Yes, Jody, you may recall from AACR if you had the opportunity, we had a poster that was largely focused on new data we've generated in a range of ovarian cancer, patients who are xenograft models, as well as a bunch of cell-line based assets. And we were able to show that the opportunity for responses or sensitivity to the drug was strongly correlated with changes in the RB pathway, as well as the apoptotic control pathway, in particular through Bcl-xL.

And so those are important clues to helping us understand a future development of a patient selection strategy and we certainly have several hypothesis that we're actively exploring in our ongoing Phase 1 trial right now. I think that's the foundation for the beginning of our effort there.

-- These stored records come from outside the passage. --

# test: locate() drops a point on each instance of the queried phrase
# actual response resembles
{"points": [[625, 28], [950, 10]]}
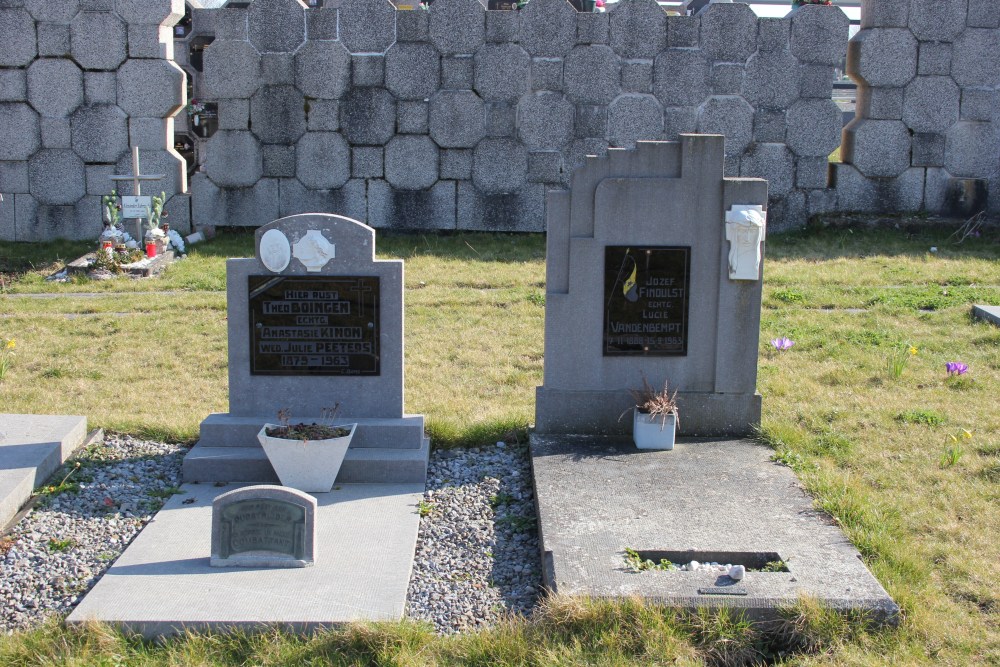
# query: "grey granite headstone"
{"points": [[263, 526], [680, 317]]}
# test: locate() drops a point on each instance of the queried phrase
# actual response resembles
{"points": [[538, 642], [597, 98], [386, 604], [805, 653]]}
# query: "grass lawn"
{"points": [[907, 461]]}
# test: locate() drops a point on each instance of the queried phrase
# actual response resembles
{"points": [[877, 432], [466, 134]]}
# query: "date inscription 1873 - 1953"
{"points": [[646, 300], [306, 325]]}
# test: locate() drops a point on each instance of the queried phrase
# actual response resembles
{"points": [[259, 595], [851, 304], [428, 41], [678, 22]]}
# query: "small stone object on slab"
{"points": [[263, 526]]}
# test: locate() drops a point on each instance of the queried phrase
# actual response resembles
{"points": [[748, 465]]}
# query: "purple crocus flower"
{"points": [[956, 368], [783, 343]]}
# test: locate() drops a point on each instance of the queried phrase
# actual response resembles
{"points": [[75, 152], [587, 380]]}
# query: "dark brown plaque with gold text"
{"points": [[646, 300], [323, 325]]}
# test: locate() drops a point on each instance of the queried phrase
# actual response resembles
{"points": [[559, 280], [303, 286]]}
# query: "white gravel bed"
{"points": [[477, 556], [67, 541]]}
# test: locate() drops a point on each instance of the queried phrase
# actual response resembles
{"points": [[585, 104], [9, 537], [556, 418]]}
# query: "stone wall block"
{"points": [[980, 104], [155, 12], [277, 69], [546, 74], [413, 27], [727, 78], [56, 133], [151, 88], [456, 163], [499, 165], [457, 26], [389, 207], [500, 70], [819, 34], [984, 14], [20, 133], [367, 26], [632, 117], [773, 162], [277, 114], [57, 176], [880, 103], [934, 59], [592, 75], [730, 116], [638, 28], [411, 162], [232, 69], [683, 31], [878, 148], [592, 28], [813, 127], [729, 32], [278, 161], [679, 120], [681, 77], [233, 159], [18, 43], [322, 160], [817, 81], [367, 162], [931, 104], [519, 211], [545, 121], [927, 150], [278, 25], [773, 34], [971, 149], [937, 20], [413, 71], [99, 40], [100, 133], [976, 59], [773, 79], [13, 85], [53, 39], [323, 116], [55, 87], [547, 28], [321, 23], [368, 116], [769, 125], [812, 172], [412, 117], [885, 14], [322, 70], [13, 177], [234, 114]]}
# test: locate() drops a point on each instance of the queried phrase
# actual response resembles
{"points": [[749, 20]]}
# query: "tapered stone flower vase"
{"points": [[306, 465]]}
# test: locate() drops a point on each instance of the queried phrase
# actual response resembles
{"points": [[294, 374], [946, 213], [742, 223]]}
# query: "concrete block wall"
{"points": [[462, 118], [80, 82], [927, 132]]}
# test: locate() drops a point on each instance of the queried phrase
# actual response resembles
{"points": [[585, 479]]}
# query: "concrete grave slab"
{"points": [[31, 448], [164, 583], [707, 500]]}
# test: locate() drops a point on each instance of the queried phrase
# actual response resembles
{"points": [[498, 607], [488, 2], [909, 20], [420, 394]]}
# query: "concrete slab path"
{"points": [[366, 536], [707, 500], [32, 447]]}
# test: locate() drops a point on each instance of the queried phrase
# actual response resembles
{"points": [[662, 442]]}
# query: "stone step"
{"points": [[362, 465], [226, 430], [32, 447]]}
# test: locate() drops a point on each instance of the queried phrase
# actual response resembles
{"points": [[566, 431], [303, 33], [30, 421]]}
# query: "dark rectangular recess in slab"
{"points": [[751, 560]]}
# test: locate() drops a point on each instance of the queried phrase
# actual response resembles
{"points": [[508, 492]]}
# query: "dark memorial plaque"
{"points": [[323, 325], [646, 300], [273, 526]]}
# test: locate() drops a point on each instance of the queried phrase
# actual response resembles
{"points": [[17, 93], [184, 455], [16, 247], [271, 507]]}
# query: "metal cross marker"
{"points": [[136, 177]]}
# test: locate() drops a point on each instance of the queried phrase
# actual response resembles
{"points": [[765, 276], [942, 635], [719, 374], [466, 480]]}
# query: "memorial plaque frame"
{"points": [[646, 300], [332, 325]]}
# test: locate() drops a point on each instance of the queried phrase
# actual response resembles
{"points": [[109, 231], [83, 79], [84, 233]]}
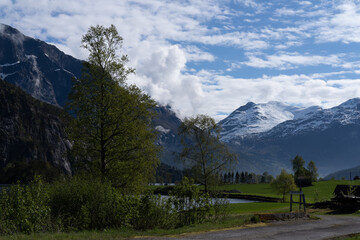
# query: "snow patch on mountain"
{"points": [[345, 114], [162, 129], [9, 64], [257, 118]]}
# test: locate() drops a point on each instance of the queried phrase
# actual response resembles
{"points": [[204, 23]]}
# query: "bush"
{"points": [[155, 212], [191, 205], [25, 208], [79, 204]]}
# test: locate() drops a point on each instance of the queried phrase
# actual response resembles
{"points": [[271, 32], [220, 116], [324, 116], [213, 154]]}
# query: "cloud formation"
{"points": [[210, 57]]}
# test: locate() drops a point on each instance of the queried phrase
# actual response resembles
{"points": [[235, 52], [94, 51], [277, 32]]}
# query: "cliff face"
{"points": [[38, 68], [31, 131]]}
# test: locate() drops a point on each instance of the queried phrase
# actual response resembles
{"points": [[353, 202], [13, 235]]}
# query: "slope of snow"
{"points": [[256, 118], [344, 114]]}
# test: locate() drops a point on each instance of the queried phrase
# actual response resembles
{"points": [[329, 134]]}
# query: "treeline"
{"points": [[245, 177], [81, 203]]}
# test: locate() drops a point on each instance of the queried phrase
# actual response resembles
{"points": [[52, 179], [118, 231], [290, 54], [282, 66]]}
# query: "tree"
{"points": [[237, 178], [283, 183], [111, 130], [202, 148], [312, 171], [298, 166]]}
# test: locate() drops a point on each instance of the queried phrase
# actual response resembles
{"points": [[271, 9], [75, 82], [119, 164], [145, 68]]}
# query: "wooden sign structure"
{"points": [[301, 200]]}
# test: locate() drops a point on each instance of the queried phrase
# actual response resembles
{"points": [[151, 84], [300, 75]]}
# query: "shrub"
{"points": [[190, 205], [83, 204], [25, 208]]}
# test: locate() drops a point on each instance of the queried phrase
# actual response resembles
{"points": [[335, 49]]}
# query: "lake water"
{"points": [[231, 200]]}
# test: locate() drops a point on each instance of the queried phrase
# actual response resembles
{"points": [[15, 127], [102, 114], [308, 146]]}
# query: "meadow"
{"points": [[240, 214]]}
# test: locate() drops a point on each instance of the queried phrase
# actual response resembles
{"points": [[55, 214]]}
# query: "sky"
{"points": [[211, 57]]}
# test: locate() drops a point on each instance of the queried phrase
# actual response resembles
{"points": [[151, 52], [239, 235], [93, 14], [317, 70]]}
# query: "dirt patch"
{"points": [[282, 216]]}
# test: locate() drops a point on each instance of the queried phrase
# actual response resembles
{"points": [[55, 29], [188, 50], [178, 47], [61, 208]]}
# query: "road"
{"points": [[325, 228]]}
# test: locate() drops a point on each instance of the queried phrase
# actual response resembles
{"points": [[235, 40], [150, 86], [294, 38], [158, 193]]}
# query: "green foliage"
{"points": [[193, 206], [25, 208], [304, 177], [111, 132], [312, 170], [298, 166], [204, 152], [283, 183], [154, 212], [83, 204]]}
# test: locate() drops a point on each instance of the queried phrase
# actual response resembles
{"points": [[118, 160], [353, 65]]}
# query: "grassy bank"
{"points": [[240, 215], [320, 191]]}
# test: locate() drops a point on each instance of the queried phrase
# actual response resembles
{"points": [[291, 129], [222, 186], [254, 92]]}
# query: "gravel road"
{"points": [[325, 228]]}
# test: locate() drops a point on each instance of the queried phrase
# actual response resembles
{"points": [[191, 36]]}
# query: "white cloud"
{"points": [[164, 37], [284, 61], [343, 25]]}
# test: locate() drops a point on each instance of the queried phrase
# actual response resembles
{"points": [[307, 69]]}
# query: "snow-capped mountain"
{"points": [[329, 137], [38, 68], [257, 118], [346, 113]]}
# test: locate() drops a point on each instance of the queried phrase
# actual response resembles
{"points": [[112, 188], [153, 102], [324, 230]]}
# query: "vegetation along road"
{"points": [[326, 227]]}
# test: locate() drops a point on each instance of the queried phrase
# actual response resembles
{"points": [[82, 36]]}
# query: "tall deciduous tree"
{"points": [[312, 171], [111, 130], [203, 150], [298, 166], [283, 183]]}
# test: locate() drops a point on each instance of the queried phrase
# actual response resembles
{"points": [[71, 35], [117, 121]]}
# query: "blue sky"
{"points": [[211, 57]]}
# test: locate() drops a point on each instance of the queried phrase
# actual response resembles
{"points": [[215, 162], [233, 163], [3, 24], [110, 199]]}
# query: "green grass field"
{"points": [[240, 214], [320, 191]]}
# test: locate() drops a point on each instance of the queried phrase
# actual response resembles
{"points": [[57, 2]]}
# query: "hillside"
{"points": [[32, 136]]}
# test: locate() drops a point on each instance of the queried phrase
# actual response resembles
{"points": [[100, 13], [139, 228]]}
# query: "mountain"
{"points": [[167, 125], [38, 68], [31, 133], [46, 73], [257, 118], [329, 137]]}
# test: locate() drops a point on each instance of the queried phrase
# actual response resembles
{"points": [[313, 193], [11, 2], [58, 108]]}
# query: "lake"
{"points": [[231, 200]]}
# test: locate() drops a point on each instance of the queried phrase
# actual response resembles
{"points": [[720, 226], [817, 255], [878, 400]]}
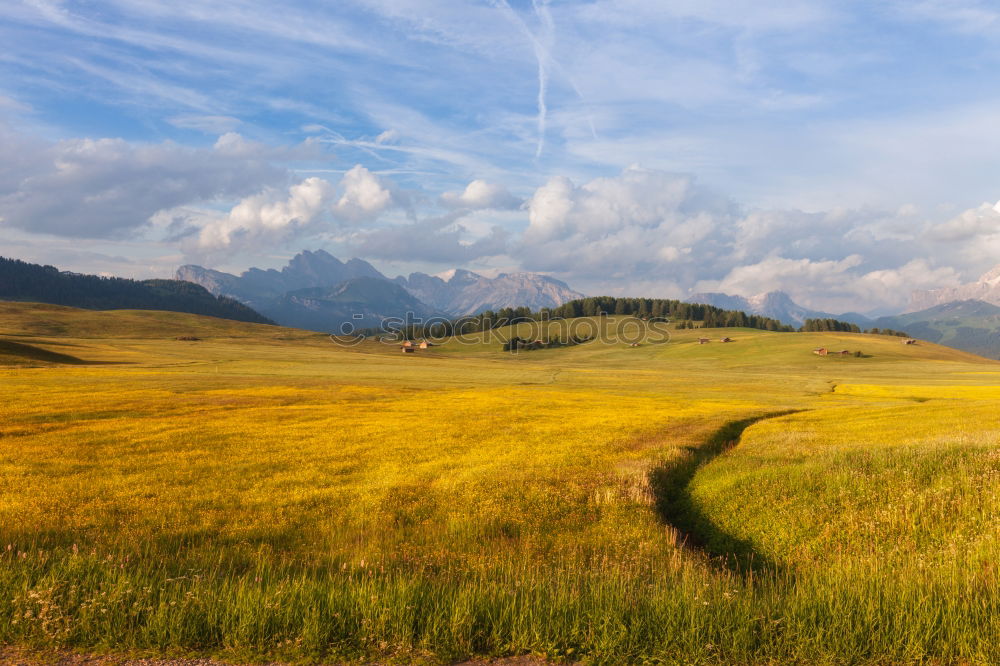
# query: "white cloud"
{"points": [[479, 195], [94, 188], [363, 197], [262, 217]]}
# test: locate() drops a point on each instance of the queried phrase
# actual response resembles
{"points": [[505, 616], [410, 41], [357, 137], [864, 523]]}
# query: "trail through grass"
{"points": [[263, 493]]}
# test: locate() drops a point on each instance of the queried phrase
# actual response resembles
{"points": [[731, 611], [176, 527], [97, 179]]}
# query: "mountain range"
{"points": [[317, 291], [986, 289], [969, 324], [777, 305], [22, 281]]}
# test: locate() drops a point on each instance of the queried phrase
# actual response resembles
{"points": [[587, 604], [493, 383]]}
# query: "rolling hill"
{"points": [[972, 325], [21, 281], [263, 493]]}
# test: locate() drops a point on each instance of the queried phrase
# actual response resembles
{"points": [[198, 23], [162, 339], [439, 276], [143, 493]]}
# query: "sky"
{"points": [[844, 151]]}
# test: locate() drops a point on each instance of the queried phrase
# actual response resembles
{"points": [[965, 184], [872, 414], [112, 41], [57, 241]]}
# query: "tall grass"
{"points": [[298, 502]]}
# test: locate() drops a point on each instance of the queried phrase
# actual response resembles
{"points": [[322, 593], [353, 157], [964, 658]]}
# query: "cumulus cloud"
{"points": [[364, 196], [276, 215], [480, 195], [650, 228], [103, 188], [262, 217], [435, 239]]}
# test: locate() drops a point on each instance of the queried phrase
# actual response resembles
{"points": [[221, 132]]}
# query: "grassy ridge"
{"points": [[278, 496]]}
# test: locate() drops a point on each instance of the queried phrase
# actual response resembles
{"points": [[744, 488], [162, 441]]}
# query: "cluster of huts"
{"points": [[823, 351], [705, 341], [410, 347]]}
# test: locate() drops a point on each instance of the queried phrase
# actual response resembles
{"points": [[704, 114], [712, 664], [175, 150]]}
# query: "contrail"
{"points": [[541, 55]]}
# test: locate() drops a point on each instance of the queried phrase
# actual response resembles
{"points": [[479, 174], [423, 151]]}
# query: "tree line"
{"points": [[22, 281], [649, 309]]}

And another one on the same program. There is another CDK7 inhibitor, which I believe you know, in Phase 1 originally from Cancer Research U.K.. Just extrapolating from pre-clinical data that you've seen, that you know from your program and that we've seen from theirs, are you able at this point to comment or extrapolate on potential differences as they might manifest in the clinic between this compounds just from what we know right now?

Jody, obviously we're aware of other people developing CDK7 inhibitors and I would just say and then we've characterized them and I think that we aren't probably going to comment on anything specifically related to the competition. But I would say that we remain very confident in terms of the profile of 1365 and the ability to treat a lot of really important cancers.

And we haven't seen anything that is concerning to us in terms of our ability to be the leader in this space.

At this time, I'm showing no further questions. I'd like to turn the call back over to Nancy Simonian for closing remarks.

As I said at the start of the call, our vision for Syros is and has always been to build a great and enduring Company that translates our leadership in gene control into a new wave of medicines that provide a profound and durable benefit for patients. The progress we have made toward that vision is a testament to the power of our platform, the promise of our programs and the quality of our people.

With key data readouts for our two clinical programs expected in the fourth quarter, 2018 has the potential to be a transformative year for Syros. We are excited about what's ahead and about making an impact in patients' lives.

With, I will conclude the call and thank you for your continued support and interest.

Ladies and gentlemen, thank you for your participation in today's conference. This does conclude the program. You may now disconnect.